Finger poised over the mouse. Breath on hold. Prayer spoken silently. This was the moment I had been both dreading and anticipating. I was about to open the results of the survey I had sent out to all the junior high teachers. Would I be voted off the island, or would I be supported for another year?
My mind flew back to the conversation I had had with my principal eight months ago. We were in his office and I was nervously explaining to him my vision for meaningful collaboration in our junior high team. We would all focus on critical reading and thinking strategies at the same time, for the same length of time, across all subjects. We had tried something similar a few years back and it fizzled. I knew I was stepping out on a limb. I told him I did not have an precise plan laid out, but I knew in what direction I wanted to go. He was very supportive and told me that sometimes we just need to stop doing the ‘ready, set’ routine and just ‘go.’

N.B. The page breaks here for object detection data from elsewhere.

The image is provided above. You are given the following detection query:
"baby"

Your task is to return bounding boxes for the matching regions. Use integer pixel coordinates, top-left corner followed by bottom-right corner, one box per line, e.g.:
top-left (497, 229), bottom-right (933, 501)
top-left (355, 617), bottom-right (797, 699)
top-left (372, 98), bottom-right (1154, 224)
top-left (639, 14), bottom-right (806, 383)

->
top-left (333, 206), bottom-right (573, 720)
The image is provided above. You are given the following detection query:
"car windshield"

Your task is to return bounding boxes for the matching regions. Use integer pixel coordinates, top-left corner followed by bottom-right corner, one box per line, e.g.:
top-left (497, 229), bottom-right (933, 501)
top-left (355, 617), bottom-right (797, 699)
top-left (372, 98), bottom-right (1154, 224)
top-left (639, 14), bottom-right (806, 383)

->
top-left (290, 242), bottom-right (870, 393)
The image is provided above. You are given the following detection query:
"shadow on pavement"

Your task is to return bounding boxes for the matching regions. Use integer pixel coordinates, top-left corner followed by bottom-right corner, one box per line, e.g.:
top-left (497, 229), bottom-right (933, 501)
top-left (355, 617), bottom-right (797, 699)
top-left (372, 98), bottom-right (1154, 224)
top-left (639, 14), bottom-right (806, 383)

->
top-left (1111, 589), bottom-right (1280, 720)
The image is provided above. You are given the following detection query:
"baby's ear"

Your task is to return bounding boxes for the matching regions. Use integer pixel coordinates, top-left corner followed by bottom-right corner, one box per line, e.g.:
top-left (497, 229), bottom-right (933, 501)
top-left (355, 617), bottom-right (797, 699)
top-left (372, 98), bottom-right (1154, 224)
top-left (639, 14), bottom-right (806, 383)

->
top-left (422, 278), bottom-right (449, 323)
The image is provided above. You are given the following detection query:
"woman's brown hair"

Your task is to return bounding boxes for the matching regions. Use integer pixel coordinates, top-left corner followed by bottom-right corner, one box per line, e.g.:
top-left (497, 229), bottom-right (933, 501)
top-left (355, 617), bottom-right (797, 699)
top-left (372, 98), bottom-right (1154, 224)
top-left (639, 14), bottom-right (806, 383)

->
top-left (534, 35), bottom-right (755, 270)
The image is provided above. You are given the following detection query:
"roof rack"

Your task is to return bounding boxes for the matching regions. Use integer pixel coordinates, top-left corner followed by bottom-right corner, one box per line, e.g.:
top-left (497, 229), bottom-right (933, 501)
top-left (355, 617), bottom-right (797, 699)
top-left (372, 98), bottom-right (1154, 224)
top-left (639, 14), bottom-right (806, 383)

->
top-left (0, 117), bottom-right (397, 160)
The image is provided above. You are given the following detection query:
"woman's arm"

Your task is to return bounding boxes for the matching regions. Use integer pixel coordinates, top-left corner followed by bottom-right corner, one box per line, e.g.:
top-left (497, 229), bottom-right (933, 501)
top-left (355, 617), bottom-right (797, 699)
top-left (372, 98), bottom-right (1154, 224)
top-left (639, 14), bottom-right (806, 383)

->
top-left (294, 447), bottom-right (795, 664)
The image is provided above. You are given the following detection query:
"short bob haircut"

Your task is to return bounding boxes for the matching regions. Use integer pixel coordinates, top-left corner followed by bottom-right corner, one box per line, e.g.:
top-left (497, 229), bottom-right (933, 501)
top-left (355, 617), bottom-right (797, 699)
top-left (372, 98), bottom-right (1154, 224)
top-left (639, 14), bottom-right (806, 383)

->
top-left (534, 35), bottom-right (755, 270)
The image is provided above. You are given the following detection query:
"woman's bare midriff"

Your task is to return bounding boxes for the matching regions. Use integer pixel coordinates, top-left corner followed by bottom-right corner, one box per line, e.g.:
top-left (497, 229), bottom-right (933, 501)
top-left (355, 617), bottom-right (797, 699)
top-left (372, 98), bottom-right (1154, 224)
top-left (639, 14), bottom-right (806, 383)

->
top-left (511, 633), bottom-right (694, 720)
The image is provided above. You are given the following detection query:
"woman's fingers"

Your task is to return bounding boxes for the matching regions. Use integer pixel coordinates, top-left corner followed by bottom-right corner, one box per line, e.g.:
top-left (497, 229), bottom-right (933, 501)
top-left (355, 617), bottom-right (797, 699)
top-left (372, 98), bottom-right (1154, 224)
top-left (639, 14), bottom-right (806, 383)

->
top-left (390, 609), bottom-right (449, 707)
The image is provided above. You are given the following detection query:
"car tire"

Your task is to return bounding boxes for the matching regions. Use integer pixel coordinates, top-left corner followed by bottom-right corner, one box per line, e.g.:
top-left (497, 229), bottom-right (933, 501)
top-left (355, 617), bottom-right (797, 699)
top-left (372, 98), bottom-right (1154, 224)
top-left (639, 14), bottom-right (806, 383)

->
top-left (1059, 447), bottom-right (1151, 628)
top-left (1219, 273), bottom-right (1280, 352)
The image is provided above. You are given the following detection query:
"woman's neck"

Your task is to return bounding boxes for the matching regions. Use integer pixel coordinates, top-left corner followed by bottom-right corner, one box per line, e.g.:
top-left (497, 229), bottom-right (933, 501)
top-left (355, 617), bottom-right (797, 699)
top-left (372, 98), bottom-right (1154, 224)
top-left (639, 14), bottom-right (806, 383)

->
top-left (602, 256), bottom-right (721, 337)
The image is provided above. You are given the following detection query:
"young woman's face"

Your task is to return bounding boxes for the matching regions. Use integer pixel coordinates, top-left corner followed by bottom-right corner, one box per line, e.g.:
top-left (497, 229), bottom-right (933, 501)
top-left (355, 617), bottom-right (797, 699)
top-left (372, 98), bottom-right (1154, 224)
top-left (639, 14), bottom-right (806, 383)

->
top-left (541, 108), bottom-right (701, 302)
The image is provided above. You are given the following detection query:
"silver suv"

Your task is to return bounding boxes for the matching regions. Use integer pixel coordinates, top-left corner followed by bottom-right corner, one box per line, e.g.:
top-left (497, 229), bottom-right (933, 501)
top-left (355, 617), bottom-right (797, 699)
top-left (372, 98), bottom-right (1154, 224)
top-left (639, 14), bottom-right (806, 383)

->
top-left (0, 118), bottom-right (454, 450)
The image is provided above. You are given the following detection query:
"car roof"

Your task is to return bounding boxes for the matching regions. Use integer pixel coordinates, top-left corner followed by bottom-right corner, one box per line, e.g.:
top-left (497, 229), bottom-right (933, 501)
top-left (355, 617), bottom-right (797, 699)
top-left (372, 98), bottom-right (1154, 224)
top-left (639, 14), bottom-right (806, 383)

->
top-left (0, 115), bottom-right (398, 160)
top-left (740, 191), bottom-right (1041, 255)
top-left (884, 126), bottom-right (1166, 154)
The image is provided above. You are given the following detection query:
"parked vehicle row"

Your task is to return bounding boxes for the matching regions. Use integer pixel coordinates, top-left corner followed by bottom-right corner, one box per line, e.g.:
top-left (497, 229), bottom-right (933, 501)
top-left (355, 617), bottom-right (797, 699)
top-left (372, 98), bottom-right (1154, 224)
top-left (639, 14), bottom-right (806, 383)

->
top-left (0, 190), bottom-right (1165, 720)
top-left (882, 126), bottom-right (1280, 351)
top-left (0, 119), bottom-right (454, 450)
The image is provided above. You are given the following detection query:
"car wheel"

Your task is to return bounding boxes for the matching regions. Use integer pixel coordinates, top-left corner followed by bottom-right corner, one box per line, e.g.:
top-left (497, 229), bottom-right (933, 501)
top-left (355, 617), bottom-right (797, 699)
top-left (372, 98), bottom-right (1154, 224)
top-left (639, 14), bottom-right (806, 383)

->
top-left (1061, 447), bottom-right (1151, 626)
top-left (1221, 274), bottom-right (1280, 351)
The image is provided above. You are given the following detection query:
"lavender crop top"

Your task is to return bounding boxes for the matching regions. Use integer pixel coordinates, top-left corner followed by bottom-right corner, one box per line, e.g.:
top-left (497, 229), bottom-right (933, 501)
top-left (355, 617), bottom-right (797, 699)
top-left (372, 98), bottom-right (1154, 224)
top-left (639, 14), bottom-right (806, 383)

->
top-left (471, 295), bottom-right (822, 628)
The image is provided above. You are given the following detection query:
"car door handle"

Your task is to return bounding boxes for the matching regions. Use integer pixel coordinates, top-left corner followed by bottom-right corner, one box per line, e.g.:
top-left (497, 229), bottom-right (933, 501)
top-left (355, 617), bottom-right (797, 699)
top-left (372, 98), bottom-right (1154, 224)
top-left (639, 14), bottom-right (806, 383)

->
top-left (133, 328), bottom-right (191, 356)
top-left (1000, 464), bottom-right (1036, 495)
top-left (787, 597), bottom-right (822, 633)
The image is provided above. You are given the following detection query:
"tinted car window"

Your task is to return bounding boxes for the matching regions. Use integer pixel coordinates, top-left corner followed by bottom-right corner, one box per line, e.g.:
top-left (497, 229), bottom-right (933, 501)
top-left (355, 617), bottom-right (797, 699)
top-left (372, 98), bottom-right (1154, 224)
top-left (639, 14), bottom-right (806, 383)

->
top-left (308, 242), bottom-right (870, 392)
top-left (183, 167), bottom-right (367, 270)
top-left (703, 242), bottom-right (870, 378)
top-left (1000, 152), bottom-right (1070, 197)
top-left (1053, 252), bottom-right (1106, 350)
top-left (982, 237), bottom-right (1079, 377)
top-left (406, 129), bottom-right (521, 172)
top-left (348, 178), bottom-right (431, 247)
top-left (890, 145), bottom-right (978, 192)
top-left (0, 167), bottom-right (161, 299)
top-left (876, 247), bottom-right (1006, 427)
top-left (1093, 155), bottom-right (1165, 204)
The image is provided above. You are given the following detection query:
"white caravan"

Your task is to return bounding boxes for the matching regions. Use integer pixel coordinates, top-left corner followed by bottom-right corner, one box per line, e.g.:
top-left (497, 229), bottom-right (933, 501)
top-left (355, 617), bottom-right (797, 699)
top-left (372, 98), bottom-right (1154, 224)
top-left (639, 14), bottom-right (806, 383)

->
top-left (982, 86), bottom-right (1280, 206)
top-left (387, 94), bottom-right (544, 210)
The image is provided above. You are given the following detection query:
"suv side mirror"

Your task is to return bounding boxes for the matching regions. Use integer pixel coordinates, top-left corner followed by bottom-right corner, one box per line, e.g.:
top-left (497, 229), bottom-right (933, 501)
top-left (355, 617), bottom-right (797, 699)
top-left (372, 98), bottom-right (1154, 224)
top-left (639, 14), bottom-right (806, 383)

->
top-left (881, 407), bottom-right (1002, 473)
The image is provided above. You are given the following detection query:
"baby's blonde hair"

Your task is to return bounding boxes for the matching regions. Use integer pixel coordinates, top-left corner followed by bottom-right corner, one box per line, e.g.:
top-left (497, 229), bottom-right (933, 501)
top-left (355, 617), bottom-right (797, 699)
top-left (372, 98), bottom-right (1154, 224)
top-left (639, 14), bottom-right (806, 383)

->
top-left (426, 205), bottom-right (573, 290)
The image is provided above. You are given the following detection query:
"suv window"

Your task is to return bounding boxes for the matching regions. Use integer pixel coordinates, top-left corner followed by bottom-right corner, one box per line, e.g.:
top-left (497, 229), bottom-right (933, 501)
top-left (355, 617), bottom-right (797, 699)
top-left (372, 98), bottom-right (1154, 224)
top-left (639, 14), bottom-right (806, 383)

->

Next on my nervous-approach list was my junior high team. I explained my vision and rationale (posted previously here) to them. I also told them that while I had a general plan, the specifics would need to be worked out by all of us. Thankfully, they were on board, a little skeptical, but willing to give it a shot. What followed was 8 months of trial and error, successes and set backs, and a lot of collaborative formative assessment marking sessions…
I thought our reading strategies initiative had been very successful for a first draft. I knew there were many things we could do to improve it and was desperately hoping my colleagues would think so too. The moment of truth had arrived. What would the math and science teachers say?

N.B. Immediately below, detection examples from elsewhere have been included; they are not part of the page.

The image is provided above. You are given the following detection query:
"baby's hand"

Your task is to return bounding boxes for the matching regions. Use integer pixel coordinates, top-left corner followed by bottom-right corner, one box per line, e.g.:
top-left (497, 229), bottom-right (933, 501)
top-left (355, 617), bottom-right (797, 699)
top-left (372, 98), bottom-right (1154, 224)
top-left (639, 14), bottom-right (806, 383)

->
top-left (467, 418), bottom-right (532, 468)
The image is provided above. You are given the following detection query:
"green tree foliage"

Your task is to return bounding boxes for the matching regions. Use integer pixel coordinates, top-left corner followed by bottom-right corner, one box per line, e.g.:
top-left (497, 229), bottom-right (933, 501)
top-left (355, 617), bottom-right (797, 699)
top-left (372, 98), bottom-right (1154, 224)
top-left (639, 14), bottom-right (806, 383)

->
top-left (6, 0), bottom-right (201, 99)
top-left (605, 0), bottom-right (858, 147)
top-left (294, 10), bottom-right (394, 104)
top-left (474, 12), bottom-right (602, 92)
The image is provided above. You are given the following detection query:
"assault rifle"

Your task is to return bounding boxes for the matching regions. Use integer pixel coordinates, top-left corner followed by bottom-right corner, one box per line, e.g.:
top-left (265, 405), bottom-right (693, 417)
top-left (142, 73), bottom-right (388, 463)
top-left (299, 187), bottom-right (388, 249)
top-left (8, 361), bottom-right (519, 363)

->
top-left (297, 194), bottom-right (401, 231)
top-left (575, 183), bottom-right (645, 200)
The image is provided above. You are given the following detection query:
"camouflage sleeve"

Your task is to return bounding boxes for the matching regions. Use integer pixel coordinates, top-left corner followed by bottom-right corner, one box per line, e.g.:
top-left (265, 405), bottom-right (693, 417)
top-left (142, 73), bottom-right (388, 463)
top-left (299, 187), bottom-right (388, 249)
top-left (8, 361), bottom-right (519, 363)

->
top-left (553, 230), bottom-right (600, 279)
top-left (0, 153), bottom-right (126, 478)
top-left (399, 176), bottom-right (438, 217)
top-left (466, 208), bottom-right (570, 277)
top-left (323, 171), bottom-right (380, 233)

So, taking a deep breath, I opened up the results of the survey and started reading. I was surprised and delighted! All the teachers thought it was very valuable for student learning. But, what really surprised me was that their observations and concerns were very similar to mine and their suggestions for improvement were beyond my expectations. Frankly, they gave me some great ideas for next year.

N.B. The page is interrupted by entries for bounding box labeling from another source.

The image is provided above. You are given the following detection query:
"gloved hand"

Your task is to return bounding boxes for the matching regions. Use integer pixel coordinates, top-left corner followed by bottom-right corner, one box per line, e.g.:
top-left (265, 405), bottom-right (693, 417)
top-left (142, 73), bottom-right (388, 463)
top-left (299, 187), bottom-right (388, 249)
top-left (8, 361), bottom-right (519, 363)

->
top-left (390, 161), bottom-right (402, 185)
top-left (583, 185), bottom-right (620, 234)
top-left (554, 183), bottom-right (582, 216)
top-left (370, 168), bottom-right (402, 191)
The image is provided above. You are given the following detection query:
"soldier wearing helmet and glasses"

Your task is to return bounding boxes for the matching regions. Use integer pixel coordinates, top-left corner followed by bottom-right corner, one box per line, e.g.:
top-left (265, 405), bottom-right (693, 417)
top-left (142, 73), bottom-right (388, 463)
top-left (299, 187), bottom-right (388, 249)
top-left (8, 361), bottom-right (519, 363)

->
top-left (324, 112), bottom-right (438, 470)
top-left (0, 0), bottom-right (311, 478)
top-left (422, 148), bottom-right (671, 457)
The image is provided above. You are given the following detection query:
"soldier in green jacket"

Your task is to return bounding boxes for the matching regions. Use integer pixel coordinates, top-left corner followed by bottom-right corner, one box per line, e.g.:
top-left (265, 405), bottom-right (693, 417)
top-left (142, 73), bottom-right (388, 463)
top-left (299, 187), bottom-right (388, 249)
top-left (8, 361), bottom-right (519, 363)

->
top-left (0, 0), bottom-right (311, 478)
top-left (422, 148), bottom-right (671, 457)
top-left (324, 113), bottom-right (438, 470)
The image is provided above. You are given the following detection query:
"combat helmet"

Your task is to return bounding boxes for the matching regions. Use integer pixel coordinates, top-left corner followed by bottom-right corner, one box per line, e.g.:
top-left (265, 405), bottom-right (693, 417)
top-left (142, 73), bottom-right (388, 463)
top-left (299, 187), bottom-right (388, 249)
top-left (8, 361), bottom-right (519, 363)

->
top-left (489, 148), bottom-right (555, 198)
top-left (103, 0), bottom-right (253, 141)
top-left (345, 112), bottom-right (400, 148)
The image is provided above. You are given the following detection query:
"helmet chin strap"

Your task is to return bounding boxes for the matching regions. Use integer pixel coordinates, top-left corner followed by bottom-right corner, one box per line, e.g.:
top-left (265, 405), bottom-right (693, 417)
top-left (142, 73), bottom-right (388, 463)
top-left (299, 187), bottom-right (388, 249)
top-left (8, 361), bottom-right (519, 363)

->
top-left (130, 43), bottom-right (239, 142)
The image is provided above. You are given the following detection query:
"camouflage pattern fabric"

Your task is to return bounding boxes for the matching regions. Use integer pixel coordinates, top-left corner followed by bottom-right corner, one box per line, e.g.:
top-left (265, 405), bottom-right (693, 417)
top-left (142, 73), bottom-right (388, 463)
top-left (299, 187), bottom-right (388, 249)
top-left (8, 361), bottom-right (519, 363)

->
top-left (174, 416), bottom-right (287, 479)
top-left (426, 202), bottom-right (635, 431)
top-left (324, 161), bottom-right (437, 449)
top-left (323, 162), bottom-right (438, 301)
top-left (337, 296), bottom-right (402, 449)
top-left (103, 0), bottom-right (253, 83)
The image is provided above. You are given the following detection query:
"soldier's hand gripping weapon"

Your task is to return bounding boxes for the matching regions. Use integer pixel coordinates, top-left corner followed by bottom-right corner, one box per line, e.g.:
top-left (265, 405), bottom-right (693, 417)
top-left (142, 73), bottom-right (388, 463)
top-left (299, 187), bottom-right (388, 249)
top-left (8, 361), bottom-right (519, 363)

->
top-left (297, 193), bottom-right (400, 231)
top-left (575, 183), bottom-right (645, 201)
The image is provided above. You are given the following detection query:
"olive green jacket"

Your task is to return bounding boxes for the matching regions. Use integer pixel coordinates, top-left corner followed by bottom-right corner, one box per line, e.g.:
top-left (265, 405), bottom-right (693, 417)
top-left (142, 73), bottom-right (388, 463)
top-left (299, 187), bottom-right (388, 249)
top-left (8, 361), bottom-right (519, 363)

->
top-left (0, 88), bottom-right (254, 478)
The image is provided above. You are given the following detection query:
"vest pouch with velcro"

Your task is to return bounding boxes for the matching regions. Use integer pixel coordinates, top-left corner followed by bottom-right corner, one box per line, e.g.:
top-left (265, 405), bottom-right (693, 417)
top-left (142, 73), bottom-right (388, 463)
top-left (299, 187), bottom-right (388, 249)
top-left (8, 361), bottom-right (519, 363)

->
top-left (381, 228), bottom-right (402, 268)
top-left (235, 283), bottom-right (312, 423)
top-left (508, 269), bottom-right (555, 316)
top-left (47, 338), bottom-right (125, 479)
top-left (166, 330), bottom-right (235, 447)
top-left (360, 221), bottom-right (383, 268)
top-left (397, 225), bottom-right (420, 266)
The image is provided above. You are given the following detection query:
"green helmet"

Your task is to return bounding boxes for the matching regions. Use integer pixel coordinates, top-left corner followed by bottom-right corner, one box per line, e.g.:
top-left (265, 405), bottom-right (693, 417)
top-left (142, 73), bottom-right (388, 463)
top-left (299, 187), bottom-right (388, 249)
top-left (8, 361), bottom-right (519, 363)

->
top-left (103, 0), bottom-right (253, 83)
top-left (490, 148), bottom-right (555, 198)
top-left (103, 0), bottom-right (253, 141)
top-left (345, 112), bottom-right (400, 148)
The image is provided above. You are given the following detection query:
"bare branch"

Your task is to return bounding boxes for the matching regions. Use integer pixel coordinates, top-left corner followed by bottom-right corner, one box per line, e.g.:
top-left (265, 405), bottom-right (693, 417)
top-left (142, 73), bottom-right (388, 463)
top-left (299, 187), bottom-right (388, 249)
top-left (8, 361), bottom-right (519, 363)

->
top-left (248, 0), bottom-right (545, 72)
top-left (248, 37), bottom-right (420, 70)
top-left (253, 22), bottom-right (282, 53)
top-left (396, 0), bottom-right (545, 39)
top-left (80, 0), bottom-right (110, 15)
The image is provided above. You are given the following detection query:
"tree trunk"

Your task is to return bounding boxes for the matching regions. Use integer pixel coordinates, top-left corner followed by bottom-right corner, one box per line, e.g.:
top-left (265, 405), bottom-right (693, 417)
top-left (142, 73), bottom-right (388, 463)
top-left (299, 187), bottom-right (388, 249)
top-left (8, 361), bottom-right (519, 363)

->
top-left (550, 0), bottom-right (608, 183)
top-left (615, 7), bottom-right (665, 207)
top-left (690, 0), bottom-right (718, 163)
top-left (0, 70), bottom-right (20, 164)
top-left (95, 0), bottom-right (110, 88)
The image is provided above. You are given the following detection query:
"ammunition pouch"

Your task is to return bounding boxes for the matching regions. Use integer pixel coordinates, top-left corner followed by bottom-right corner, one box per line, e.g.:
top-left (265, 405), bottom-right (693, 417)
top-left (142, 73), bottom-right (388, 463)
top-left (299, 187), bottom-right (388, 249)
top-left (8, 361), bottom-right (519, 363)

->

Some of the comments on what worked well:
– “From this they can employ the same strategies they use in LA in Science.”
– “It identifies why students have a difficult time solving language-based questions”
What was challenging:
– “At times it was a real push to find any meaningful relationship between the strategy and where we were at in math. Some strategies are simply not used very often, or not at all, in Mathematics.”
How teaching practice was affected:
– “It increased awareness of how important these strategies are and taught me new ways to incorporate them throughout my teaching.”
– “Used more think-alouds, modeling, and integration of the reading strategies into the daily to-dos.”
Suggestions for improvement or changes:
– “Spend more time talking and planning about implementing strategies to teach reading strategies, intervention, etc.”
– “Establish goals of what to do with the data, discuss strategies on how to move the struggling students up.”
All in all, I am so pleased with their feedback (and that I didn’t get voted off the island!). I am excited that we will be doing this again next year, but with some experience under our belts and with some new ideas to make it even better.
What are your thoughts on an initiative like this? Any suggestions about how to improve it?
Very exciting feedback, Sherry! Practical research in a team is a daunting undertaking…but it sounds like the things you and your team learned have outweighed the challenges. I don’t think we can ever learn to full potential without taking risks; as a leader, this means putting your own neck out there at times. Sounds like you took the bull by the horns and managed to wrangle some success, perhaps even more than you anticipated. Eager to see what happens next year!
Thank you, Kathleen! It was pretty exciting to read their feedback and even more exciting that they came up with such great ideas.